Pasar Sanggam Adji Dilayas merupakan salah satu pusat perdagangan utama di Kabupaten Berau yang setiap hari menjadi lokasi aktivitas ekonomi masyarakat, baik pedagang kecil maupun pembeli dari berbagai wilayah sekitar.
Penerapan sistem palang parkir elektronik oleh pengelola bertujuan untuk menata area parkir, meningkatkan keamanan kendaraan, serta mengoptimalkan pengelolaan retribusi parkir secara lebih tertib dan transparan.
Namun, kebijakan tersebut memicu kekhawatiran di kalangan masyarakat.

Berdasarkan pantauan di lapangan, sejumlah warga menilai penerapan sistem baru ini belum disertai sosialisasi yang memadai. Selain itu, muncul kekhawatiran mengenai kemungkinan kenaikan tarif parkir, keterbatasan kapasitas lahan parkir, serta dampaknya terhadap kelancaran arus kendaraan di sekitar pasar.

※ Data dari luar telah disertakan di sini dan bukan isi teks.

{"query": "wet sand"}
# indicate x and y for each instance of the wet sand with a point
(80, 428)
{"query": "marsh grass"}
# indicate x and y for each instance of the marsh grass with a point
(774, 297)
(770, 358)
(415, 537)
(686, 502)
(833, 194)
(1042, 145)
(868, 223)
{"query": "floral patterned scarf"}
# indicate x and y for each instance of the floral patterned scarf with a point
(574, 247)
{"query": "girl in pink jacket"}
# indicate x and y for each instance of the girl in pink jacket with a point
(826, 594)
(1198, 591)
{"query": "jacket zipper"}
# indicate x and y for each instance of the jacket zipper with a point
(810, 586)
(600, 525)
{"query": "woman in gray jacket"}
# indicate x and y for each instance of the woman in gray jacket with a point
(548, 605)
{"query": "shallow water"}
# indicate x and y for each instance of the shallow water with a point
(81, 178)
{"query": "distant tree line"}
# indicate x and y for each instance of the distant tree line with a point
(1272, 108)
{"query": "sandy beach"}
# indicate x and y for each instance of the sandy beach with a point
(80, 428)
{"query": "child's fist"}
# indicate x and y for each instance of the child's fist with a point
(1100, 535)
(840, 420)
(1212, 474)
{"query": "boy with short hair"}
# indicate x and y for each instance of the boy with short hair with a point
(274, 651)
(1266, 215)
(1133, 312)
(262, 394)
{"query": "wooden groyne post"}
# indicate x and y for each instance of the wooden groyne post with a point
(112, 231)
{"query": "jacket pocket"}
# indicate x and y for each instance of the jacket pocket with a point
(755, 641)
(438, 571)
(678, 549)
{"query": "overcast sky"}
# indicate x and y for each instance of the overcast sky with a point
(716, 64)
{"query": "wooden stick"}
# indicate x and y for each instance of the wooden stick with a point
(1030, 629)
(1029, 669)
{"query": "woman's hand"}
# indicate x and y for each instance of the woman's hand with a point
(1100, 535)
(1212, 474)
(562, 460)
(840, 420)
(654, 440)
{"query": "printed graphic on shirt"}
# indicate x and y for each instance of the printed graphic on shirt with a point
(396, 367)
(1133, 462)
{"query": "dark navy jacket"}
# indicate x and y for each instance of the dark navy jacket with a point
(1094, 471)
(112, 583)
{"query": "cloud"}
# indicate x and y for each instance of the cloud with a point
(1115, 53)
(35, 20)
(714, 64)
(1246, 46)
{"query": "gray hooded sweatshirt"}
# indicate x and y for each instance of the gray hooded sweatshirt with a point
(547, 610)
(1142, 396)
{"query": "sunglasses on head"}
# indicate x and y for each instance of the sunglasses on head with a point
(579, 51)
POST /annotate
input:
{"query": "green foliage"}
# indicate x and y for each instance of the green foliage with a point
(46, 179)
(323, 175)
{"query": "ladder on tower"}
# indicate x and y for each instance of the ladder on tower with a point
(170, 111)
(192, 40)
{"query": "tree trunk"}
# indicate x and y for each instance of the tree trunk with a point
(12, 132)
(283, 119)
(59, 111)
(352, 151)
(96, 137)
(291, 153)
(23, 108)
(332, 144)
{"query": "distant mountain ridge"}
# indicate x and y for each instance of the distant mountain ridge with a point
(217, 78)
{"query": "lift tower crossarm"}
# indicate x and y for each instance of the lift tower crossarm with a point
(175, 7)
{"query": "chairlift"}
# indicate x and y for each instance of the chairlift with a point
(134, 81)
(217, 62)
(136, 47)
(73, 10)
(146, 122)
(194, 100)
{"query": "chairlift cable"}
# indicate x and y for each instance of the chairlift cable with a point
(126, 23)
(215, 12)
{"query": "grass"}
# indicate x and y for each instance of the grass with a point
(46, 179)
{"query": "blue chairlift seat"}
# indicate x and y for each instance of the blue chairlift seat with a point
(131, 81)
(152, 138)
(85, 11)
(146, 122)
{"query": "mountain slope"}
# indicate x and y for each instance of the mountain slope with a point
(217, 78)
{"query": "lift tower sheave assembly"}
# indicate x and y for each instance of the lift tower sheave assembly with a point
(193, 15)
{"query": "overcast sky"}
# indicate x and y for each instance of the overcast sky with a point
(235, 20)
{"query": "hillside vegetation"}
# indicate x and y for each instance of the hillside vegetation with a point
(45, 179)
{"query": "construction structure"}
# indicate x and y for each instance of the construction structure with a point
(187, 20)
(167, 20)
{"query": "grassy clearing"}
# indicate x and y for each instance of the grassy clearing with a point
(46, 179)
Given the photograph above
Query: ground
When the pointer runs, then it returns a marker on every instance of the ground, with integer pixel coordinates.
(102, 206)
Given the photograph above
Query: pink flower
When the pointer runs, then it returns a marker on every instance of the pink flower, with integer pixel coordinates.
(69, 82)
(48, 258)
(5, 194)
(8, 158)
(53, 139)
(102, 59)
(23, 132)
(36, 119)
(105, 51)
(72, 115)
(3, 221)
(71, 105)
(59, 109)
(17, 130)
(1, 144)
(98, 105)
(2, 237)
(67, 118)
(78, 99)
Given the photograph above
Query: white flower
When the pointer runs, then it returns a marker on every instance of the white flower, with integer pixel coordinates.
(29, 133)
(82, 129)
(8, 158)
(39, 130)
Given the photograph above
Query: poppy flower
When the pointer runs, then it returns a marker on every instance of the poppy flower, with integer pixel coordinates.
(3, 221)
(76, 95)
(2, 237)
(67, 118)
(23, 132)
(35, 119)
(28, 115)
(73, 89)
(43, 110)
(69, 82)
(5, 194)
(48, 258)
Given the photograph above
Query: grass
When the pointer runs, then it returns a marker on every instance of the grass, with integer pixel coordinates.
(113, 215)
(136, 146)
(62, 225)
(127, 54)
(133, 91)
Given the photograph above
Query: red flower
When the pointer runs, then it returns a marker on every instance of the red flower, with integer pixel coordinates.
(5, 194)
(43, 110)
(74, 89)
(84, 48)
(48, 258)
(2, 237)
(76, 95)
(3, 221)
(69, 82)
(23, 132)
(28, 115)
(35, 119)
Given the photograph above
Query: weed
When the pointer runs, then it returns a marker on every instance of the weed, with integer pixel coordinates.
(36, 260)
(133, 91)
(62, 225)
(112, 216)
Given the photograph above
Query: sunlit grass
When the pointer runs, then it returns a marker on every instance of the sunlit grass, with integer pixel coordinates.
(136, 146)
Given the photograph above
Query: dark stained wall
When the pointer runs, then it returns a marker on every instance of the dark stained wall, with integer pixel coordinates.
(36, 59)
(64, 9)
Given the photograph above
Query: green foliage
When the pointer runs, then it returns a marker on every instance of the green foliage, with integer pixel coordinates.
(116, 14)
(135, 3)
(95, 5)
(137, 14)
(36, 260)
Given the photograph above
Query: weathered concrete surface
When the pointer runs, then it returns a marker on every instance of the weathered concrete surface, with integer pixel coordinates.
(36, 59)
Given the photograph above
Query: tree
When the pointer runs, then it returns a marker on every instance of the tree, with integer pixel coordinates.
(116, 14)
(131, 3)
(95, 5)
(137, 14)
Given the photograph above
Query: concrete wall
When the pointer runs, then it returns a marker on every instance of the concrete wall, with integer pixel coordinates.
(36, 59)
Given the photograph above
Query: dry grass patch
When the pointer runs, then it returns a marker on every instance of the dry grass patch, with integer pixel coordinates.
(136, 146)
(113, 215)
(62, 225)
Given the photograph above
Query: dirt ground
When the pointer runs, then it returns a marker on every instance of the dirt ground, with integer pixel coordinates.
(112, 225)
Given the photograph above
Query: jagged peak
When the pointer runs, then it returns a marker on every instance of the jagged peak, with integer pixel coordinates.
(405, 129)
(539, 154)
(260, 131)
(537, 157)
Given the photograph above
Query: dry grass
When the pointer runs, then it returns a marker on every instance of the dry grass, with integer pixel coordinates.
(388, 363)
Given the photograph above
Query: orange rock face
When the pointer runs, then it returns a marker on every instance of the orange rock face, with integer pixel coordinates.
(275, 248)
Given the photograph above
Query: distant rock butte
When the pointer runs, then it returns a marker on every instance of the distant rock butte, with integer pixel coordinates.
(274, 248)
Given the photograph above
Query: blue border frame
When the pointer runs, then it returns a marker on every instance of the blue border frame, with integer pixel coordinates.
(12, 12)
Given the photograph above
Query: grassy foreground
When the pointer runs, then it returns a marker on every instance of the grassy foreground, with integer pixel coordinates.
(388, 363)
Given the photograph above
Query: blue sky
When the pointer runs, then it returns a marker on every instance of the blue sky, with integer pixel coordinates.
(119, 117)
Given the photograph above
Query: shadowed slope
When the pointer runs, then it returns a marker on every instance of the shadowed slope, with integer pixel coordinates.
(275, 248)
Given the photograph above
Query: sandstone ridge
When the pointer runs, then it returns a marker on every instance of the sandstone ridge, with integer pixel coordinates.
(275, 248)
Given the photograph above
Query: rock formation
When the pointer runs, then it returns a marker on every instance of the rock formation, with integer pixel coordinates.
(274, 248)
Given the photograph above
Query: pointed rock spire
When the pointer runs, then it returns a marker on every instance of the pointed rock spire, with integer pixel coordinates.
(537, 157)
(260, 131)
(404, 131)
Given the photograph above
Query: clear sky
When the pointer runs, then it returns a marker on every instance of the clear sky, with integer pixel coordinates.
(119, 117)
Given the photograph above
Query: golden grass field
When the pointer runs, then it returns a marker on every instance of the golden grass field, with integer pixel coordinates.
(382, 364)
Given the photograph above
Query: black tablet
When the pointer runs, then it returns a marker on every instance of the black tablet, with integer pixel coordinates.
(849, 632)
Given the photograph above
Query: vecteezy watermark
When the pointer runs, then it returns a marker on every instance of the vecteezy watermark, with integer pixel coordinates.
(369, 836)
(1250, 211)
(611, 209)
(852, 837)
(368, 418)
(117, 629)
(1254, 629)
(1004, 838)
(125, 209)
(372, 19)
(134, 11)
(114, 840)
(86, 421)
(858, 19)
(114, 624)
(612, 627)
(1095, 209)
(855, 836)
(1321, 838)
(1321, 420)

Para pedagang juga menyampaikan kekhawatiran bahwa penerapan palang parkir elektronik dapat memengaruhi jumlah pengunjung, terutama apabila pembeli merasa terbebani dengan biaya tambahan atau mengalami kesulitan akses masuk ke area pasar.

Hingga berita ini diturunkan, belum terdapat keterangan resmi dari Pemerintah Kabupaten Berau maupun pihak pengelola terkait tanggapan atas aksi unjuk rasa tersebut. Warga berharap adanya dialog terbuka antara pemerintah daerah, pengelola pasar, dan perwakilan masyarakat guna mencari solusi yang dapat mengakomodasi kepentingan bersama.